魔幻小说:《伯爵与妖精》卷一第六章6.9
「ここはまかせてもいい?」
不可解そうに、レイヴンは首を傾げた。
リディアはハスクリーたちの方を確認するが、妖精たちにぼろぼろにされつつあるようだった。
「彼らはもう、争う意欲も力もなさそうだけど、いちおう気をつけて、父と一緒に城から出て」
「リディアさん、あなたは?」
「何もできないかもしれない。でも、できるだけのことはやってみるわ」
それから、心配そうな父の方を見る。
「父さま、あたしはフェアリードクターだから」
「わかった。
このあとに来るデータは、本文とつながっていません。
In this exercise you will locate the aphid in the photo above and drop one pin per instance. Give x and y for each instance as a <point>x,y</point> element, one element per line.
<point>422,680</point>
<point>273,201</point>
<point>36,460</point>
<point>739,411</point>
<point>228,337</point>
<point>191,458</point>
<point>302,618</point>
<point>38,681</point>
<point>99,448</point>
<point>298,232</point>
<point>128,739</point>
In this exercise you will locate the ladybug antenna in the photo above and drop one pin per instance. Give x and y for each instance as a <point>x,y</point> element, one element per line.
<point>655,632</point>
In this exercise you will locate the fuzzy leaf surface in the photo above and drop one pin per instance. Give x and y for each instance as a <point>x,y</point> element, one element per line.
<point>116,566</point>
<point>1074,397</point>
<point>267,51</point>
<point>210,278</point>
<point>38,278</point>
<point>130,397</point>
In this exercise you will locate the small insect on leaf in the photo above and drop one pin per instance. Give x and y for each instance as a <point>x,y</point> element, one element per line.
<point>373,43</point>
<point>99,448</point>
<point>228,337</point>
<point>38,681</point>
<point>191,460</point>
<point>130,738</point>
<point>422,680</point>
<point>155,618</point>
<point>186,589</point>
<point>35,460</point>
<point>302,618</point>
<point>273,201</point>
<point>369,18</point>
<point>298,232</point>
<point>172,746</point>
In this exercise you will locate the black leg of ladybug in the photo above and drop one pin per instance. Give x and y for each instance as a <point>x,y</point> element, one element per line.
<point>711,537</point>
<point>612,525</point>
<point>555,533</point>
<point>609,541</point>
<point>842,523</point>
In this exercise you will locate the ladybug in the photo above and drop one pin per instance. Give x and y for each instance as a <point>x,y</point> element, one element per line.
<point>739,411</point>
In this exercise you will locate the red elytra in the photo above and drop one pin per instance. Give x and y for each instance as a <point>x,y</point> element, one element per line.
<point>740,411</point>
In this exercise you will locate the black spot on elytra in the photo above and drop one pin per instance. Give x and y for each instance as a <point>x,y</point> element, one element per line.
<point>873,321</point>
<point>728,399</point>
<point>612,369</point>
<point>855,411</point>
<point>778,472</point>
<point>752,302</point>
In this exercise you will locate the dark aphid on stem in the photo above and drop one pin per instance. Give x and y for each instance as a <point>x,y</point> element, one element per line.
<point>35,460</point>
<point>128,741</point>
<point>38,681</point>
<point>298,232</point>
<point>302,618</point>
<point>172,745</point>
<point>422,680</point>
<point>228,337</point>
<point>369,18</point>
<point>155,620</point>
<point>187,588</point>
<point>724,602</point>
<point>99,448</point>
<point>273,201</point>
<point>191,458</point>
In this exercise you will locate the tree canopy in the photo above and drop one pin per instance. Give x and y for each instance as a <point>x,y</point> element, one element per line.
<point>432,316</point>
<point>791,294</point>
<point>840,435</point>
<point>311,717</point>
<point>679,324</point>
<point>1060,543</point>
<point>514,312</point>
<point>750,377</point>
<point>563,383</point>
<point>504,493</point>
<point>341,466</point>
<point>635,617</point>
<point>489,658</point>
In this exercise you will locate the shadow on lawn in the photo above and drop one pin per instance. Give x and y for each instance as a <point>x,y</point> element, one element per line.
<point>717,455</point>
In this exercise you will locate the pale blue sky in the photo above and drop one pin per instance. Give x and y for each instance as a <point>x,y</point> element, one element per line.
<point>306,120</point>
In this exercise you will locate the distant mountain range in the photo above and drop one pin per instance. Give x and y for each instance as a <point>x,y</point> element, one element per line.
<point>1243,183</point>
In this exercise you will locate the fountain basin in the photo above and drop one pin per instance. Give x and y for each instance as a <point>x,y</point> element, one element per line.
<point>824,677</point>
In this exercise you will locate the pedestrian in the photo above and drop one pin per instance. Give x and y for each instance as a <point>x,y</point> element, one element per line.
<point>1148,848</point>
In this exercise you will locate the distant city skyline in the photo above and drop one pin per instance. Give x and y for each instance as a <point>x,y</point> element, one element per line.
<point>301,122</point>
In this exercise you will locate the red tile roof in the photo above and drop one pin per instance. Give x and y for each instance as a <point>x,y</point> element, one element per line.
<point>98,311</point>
気をつけるんだぞ」
宝剣を握り直し、ついさっきまでメロウがいた、光る苔(こけ)の岩にリディアは近づいた。
「ニコ、お願い」
「まさかリディア、メロウと取り引きするつもりじゃ……」
そばへやって来たニコは眉間(みけん)にしわを寄せ、不満げにヒゲをゆらす。
「この水たまりからメロウの海につながってるんでしょ? 妖精なんだから、妖精の道は案内できるわよね」
「そりゃ……、しかしな、取り引きをしくじって、メロウの棲(す)みかでメロウを怒らせてみろ、海の底じゃあっという間におぼれ死ぬぜ」
「そんなことわかってるわよ」
「あの貴族のためか?」
「彼はあたしに、うそはつかなかったわ」
「あんなの一瞬の気まぐれだ。直前まで、あんたを殺(や)る気満々だったし、今ごろ殺っときゃよかったって後悔してるに違いない。後悔できる状態ならだがな」
「ニコ、案内してくれないならひとりで行くわよ」
「あーもう、わかったよ!」
ニコはリディアにしっぽを差し出す。